Murphy's aspirations for free community college are met with the state's current financial troubles
New Jersey Gov. Phil Murphy's (D-N.J.) plan to make community college free during his time in office comes coupled with concerns regarding how such a proposal would be funded and how it would affect the community.
Murphy proposed $50 million in his inaugural budget for fiscal year 2019 directed towards families with household incomes below $45,000, according to NJ Advance Media.
John Weingart, the associate director of the Eagleton Institute of Politics at Rutgers, said that some issues may arise with such a proposal.
“It’s a laudable goal with a large number of challenges that would need to be overcome for it to be realized. I believe it is possible, but I don’t think it is likely," he said.
In addition to questions about its funding, there also exists uncertainties about its impact on the higher-education community at large, Weingart said.
When community college became more affordable in California, a number of students decided to start their education there before transferring to a four-year school, he said.
"If that ever happened on a large scale to Rutgers among other institutions that would be a significant change and could be a serious problem. Even if the money issue is taken care of, there are other challenges to address,” he said.
Weingart said that while Murphy's intention has been to help current and future Garden State students, fiscal challenges that already exist in-state might make it more complicated, and the possible effects need to be seriously considered.
He said he also thinks part of Murphy’s goal is to make sure that talented New Jersey residents attain more education and apply those skills while continuing to live in the Garden State.
“There’s a serious fiscal problem in the state that’s been long standing and acknowledged by all,” he said.
Before free community college becomes available, other needs need to be met such as the need for increased, improved and government services for residents, Weingart said.

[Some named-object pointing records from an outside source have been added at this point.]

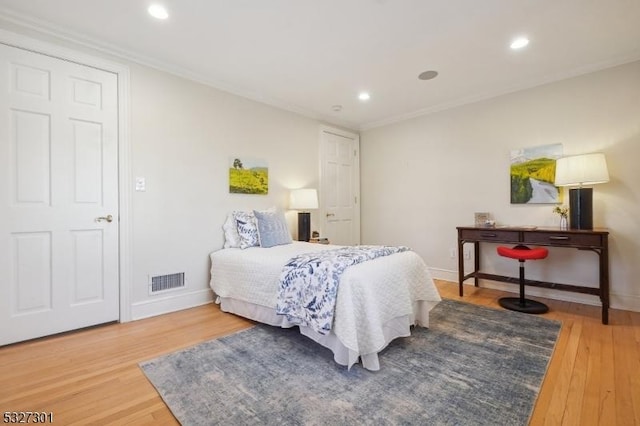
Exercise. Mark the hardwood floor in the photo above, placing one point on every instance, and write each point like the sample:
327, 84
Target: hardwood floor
92, 377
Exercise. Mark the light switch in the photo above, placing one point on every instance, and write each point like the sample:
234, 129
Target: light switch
141, 184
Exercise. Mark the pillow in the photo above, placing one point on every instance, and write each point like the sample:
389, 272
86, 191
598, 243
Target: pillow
247, 229
272, 229
231, 237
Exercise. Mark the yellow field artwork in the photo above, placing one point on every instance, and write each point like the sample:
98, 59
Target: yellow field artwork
248, 177
532, 174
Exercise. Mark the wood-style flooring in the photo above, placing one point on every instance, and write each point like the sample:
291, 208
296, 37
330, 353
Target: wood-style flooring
92, 376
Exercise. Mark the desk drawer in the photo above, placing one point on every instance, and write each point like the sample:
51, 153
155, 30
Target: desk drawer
564, 238
490, 235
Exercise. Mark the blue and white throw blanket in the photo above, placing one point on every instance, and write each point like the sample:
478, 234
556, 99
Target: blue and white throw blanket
309, 283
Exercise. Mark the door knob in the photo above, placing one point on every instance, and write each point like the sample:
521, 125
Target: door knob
108, 218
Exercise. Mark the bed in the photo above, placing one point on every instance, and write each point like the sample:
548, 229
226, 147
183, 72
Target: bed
377, 301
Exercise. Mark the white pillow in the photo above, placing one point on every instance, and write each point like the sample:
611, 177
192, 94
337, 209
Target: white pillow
231, 237
272, 229
247, 227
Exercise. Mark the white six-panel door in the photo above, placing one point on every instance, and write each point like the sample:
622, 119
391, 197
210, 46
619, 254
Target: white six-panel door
340, 187
58, 177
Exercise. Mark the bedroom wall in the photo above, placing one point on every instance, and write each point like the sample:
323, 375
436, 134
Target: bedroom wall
182, 134
423, 177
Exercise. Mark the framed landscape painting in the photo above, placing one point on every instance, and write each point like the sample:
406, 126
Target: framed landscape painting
248, 176
532, 174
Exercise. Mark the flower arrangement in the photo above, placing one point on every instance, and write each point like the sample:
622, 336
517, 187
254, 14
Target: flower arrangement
563, 211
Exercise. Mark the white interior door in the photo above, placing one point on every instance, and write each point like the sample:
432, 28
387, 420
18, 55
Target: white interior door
59, 175
340, 186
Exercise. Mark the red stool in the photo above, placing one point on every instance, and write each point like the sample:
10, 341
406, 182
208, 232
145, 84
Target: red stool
521, 304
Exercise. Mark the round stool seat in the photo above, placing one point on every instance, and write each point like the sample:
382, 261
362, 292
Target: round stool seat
523, 252
521, 304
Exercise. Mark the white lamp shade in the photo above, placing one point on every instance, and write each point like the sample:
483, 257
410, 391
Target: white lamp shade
578, 170
303, 199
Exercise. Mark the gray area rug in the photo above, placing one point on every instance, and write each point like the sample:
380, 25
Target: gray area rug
473, 366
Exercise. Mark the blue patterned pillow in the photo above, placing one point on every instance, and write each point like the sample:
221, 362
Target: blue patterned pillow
247, 229
272, 229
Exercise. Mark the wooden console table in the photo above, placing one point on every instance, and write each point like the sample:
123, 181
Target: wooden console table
595, 240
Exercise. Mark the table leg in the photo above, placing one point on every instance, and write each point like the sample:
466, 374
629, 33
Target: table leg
460, 266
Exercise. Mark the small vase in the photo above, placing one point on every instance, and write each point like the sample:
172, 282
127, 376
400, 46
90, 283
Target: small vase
564, 224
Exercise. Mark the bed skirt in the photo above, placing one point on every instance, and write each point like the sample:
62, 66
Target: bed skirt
392, 329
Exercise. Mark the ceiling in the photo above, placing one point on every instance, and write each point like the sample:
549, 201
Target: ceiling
309, 55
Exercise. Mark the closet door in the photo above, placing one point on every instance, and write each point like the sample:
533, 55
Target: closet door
58, 195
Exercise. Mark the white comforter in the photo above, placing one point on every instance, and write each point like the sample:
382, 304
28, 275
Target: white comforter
372, 296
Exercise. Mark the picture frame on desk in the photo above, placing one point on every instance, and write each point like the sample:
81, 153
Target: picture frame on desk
481, 219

Barry Sopher, the undergraduate program director of the Department of Economics, said that there are other issues that need to be solved which might improve economic inequality in education.
“In terms of education I would be more impressed if somebody took a more serious look at how K-12 is financed around the state because I know the state does make transfers, but it really does depend on local property taxes,” he said.
That is where the inequality disadvantage starts and if taken care of it would help more people, Sopher said.
“That’s where the disadvantage starts. Wait until college and you would not be able to help as much people as you would have if you took care of the K-12 problem. It’s a certain source of inequality," he said.
He said he thinks that there are other issues that Murphy should be focusing on and that there are problems that arise with such a plan.
“It’s hard to believe something won’t suffer somewhere if we make community colleges free. You’re going to be faced with certain tradeoffs unless you increase the net total in the budget concerning Governor Murphy’s plan," Sopher said.
What is to come will not be known until the budget is adopted at the end of June for the next fiscal year.
“It's admirable for a governor to think in terms of the whole term and not just say that everything has to be done in 6 months. I think this is important for students because the economic inequality in our country has grown so large and is such a serious problem on many fronts that initiatives that are aimed at chipping away at that are worthy of consideration," said Weignart.